At least one good use is for video games where the text of some dialogue is determined when you run the game. For example in a game I work on player chat is local and voiced by tts configured by the player for their character.


Move fast and break things (including organized society).

I can't even think of non malicious uses that are anything more than novelty or small conveniences. Meanwhile the malicious use cases are innumerable.

In a just world building this would be a severe felony, punished with prison and destruction of all of the direct and indirect source material.


Cancer that takes someone’s voice.


Agreed.

On the one hand, I would love this kind of tech to be available for entertainment purposes. An RPG with convincing NPCs that are able to provide a novel experience for every player? Sounds great.

On the other: this is fraught with ethical problems, not to mention an ideal tool for fraud. At worst, it could be used as a weapon for total asymmetrical warfare on concepts like media integrity and an ideal tool for character assassination; disinformation, propaganda, etc.

I would happy welcome a world where this stuff is nerfed across the board, where videogames and porn are just chock full of AI voice-acting artifacts. We'll adjust and accept that as just a part of the experience, as we have with low fidelity media of the past. But my more cynical side tells me that's not what people in power are concerned about.

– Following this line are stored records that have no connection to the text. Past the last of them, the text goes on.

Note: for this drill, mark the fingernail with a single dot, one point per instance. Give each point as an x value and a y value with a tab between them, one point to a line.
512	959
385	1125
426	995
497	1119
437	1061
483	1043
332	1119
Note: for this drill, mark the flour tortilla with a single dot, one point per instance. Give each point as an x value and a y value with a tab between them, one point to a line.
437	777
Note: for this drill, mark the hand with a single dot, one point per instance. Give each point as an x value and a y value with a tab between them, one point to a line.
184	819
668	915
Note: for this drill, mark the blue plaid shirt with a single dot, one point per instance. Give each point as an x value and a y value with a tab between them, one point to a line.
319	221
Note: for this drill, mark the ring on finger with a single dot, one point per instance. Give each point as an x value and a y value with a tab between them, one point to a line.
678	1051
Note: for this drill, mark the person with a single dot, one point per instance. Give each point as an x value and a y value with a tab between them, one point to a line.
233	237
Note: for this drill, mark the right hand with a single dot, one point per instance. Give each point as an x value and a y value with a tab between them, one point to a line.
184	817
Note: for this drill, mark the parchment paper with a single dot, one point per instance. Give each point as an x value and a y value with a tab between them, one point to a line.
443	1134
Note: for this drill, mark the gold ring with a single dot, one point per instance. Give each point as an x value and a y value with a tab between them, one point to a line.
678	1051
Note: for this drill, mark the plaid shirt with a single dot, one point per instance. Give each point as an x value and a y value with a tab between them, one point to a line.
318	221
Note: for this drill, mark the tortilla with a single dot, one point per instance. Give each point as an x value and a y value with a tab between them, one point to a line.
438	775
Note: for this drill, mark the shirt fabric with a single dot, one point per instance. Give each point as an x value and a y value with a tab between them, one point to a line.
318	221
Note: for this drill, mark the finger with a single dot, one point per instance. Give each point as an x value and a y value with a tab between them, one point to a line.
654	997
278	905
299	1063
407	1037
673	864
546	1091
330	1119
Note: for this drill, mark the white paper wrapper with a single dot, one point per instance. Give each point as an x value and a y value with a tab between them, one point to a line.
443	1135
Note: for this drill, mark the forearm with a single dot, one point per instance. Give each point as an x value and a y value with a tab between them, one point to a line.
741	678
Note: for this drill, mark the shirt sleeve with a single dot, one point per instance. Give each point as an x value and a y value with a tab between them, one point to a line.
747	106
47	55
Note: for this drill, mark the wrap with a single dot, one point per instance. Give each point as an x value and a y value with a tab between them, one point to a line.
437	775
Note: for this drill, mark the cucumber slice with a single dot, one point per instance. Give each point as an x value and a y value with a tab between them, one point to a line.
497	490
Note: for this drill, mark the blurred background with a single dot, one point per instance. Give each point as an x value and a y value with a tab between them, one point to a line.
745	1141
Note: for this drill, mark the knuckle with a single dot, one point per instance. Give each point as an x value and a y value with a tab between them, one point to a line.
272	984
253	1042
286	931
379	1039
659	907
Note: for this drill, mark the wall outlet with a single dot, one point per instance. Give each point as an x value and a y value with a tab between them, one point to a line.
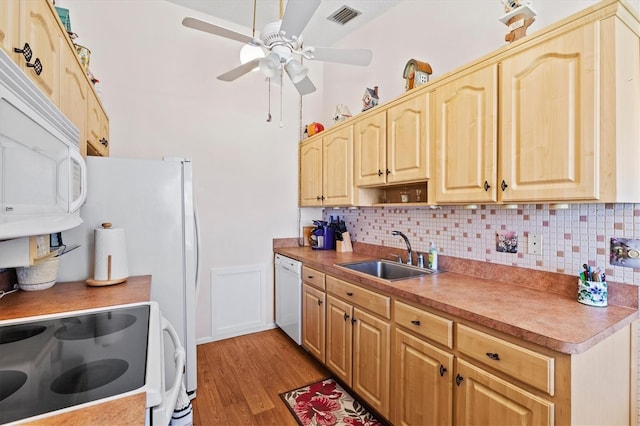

This is what happens when you have an industry full of people "looking for challenging problems to solve" without an ethical foundation to warn them that just because you can build something doesn't mean you should.


The point is to spawn a new medium, you'll have to imagine harder how positive that could be as people with lots of ideas are not going to give them to you for free.

Perfecting the tech for wide-spread use has trade offs; need for caller id, ease of slandering until trust in voice uniqueness recalibrates, all of which is going to change soon anyway but giving only rich/bad actors the tech at first has its own set of trade offs. Head in the sand is the irresponsible way.